Now, there is still plenty of room for skepticism. As the season one finale of Westworld conveyed to a mass audience, the bicameral human brain is structured such that different parts of the brain can seem like totally separate entities. There is, phenomenologically, no perceptual difference between a “voice” from a different region of the brain and a voice from outside.
Of course, ontologically, it’s another story. Millions of Americans are certain that Jesus is speaking to them every day. Millions of Indians converse regularly with different deities from the Hindu pantheon. All of these people are clearly having their experiences; they’re not making it up. I’ve had them too, on long meditation retreats and in other spiritual contexts, and I can report that it is blindingly, certainly obvious that the “download” I received did not come from me.
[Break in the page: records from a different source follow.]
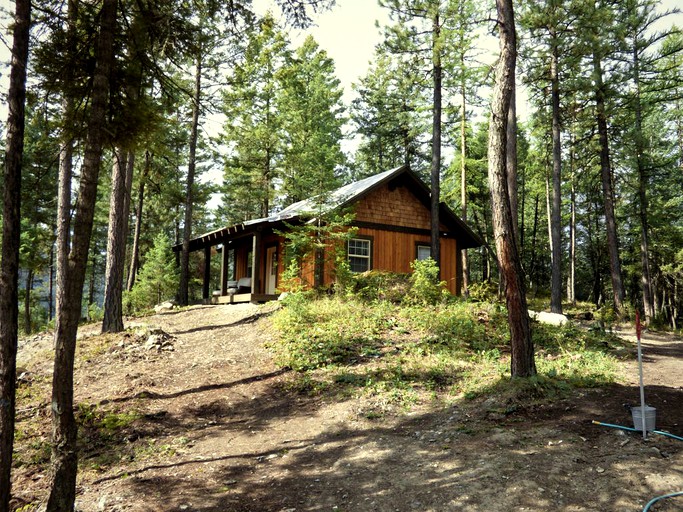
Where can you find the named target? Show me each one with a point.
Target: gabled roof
(343, 197)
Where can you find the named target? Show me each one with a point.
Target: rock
(159, 340)
(164, 306)
(548, 318)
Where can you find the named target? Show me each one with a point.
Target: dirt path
(223, 431)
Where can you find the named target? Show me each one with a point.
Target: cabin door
(271, 270)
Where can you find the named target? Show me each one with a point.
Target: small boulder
(548, 318)
(164, 306)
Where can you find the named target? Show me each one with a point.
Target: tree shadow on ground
(251, 319)
(540, 457)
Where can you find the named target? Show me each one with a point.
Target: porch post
(224, 269)
(207, 273)
(255, 263)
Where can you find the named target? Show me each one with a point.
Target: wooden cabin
(392, 217)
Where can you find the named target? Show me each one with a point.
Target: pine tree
(312, 118)
(253, 129)
(522, 348)
(9, 272)
(157, 279)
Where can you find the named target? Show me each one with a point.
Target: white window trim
(368, 258)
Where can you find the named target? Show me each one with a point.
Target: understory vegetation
(379, 342)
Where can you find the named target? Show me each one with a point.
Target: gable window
(423, 252)
(359, 251)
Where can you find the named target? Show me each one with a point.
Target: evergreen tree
(11, 233)
(157, 279)
(522, 349)
(388, 115)
(253, 130)
(312, 118)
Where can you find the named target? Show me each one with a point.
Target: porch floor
(242, 297)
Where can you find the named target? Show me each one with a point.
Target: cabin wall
(395, 206)
(396, 221)
(395, 251)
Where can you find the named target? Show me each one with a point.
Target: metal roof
(342, 196)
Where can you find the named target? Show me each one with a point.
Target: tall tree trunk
(511, 160)
(522, 362)
(436, 141)
(556, 215)
(112, 320)
(189, 195)
(607, 188)
(571, 287)
(66, 157)
(28, 326)
(51, 285)
(11, 239)
(534, 234)
(135, 251)
(643, 183)
(70, 287)
(463, 173)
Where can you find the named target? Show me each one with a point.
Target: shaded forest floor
(203, 420)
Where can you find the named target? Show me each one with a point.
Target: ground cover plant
(412, 409)
(448, 350)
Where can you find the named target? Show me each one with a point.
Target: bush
(317, 333)
(425, 287)
(157, 280)
(375, 285)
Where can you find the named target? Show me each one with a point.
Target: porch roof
(339, 198)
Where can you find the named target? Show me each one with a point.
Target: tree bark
(463, 173)
(556, 213)
(522, 362)
(11, 239)
(70, 288)
(135, 251)
(571, 287)
(112, 320)
(643, 183)
(436, 142)
(66, 159)
(607, 188)
(28, 327)
(511, 161)
(189, 195)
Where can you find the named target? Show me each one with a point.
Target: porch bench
(243, 285)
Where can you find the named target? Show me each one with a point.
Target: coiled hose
(653, 500)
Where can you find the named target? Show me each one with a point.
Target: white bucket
(650, 415)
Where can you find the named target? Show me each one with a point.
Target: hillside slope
(202, 419)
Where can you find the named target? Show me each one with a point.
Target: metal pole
(640, 371)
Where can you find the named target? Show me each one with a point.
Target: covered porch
(250, 256)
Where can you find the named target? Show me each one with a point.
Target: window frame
(422, 244)
(369, 257)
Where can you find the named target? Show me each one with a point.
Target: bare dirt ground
(222, 429)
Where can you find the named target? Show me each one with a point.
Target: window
(359, 251)
(423, 252)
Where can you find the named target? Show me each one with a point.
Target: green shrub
(316, 333)
(425, 287)
(376, 285)
(157, 280)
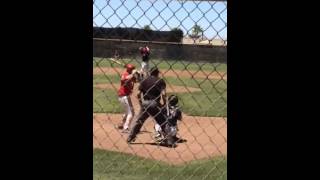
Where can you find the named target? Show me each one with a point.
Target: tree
(147, 27)
(196, 30)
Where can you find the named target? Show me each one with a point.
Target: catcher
(151, 91)
(173, 114)
(128, 79)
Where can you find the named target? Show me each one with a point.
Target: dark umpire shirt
(152, 87)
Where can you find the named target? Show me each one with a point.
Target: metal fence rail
(188, 44)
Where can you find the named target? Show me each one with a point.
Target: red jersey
(145, 51)
(126, 85)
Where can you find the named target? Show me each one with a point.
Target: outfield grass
(119, 166)
(210, 101)
(166, 64)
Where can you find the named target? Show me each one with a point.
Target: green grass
(120, 166)
(167, 64)
(210, 101)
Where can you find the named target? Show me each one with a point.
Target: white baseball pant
(129, 111)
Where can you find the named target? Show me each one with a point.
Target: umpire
(151, 91)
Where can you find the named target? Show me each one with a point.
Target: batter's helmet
(129, 68)
(154, 71)
(173, 100)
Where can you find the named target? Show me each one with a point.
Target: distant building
(204, 41)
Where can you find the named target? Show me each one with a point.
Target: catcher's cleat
(120, 126)
(125, 130)
(131, 139)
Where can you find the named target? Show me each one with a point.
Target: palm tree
(196, 30)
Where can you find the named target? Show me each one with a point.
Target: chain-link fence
(187, 42)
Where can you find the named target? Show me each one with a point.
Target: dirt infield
(206, 137)
(170, 88)
(168, 73)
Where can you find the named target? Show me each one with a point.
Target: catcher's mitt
(137, 76)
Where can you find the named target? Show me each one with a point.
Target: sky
(163, 15)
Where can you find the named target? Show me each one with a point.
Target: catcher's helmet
(129, 68)
(173, 100)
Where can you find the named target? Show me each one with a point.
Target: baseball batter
(145, 52)
(124, 92)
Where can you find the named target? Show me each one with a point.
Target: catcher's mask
(129, 68)
(173, 100)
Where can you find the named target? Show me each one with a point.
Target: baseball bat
(116, 61)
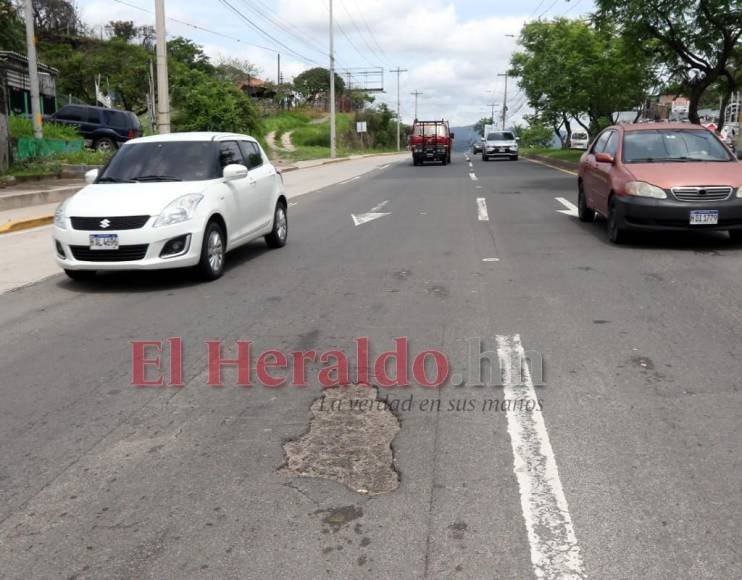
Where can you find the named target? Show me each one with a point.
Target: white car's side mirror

Yet as John Kerry tried and failed to remind us, you can be certain and also be wrong.
Likewise, it’s impossible to evaluate the evidence for “anomalous cognition”—foreknowledge, for example—without comparing it to negative incidences of anomalous cognition. Otherwise, we’re just engaging in verification bias. We notice when the spooky sense turns out to be true and ignore it when it doesn’t.
The proof, then, depends on the objective, rather than subjective, evidence. And here Pasulka is frustratingly vague. She doesn’t really evaluate James’ analysis from the UFO crash site. She doesn’t offer alternate explanations of the visual sightings that, while convoluted, would still be less of an epistemological shock than the one Pasulka undergoes (and made me undergo).
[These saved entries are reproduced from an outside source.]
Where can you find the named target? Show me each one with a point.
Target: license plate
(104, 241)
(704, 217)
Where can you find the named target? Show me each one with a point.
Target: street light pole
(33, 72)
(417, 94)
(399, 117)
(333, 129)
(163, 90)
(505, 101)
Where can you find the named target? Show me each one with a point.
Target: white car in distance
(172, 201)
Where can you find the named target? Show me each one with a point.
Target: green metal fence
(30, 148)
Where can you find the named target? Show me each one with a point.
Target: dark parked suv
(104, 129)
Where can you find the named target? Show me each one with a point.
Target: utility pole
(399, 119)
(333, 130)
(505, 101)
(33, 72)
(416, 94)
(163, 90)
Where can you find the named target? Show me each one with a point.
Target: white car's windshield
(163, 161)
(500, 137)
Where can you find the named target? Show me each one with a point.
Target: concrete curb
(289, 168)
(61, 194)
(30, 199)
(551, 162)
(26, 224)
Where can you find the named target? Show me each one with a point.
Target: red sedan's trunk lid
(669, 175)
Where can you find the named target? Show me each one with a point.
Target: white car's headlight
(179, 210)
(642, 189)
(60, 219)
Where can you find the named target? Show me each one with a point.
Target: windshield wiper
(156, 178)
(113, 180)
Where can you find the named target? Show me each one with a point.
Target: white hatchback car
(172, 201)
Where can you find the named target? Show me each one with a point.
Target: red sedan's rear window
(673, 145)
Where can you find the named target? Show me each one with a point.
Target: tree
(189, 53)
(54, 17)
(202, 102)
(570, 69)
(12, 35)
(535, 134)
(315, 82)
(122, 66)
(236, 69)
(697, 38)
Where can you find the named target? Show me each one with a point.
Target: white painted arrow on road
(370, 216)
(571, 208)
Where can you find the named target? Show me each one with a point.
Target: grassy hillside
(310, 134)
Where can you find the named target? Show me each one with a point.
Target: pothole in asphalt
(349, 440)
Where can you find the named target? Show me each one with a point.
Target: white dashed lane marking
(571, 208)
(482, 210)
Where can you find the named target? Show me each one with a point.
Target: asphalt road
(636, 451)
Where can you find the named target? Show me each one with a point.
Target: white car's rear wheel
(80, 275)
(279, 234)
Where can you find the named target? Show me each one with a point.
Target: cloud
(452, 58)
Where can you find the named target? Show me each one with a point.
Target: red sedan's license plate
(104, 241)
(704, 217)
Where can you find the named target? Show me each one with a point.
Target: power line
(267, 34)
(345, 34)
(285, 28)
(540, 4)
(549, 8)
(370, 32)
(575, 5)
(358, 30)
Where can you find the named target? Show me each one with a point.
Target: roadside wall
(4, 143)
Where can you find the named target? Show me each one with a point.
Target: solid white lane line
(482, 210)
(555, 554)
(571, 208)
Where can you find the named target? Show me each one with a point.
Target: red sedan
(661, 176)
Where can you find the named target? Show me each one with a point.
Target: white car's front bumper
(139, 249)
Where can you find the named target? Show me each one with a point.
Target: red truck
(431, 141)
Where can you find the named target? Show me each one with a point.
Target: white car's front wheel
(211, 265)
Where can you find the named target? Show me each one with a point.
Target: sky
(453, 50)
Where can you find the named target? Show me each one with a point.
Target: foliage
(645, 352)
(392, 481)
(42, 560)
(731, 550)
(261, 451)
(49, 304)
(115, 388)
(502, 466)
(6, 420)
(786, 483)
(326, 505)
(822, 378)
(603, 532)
Nor, due to the anonymity of the Invisible College, can the reader evaluate Pasulka’s claim that it really includes “several of the most well-regarded scientists in the world.” (There are two notable exceptions: Jack Parsons, a pioneer of the U.S. space program who was also a leading occultist and magick practitioner—and the subject of the CBS drama Strange Angel–and his Russian counterpart, Konstantin Tsiolkovsky.)
If only for the total redefinition of everything I thought I knew about UFOs, though, American Cosmic is a book that I cannot get out of my mind. Once you’ve eaten the red pill, you can’t go back.
Or, in Pasulka’s words, “Once you become aware that there is a phenomenon, it becomes aware of you.”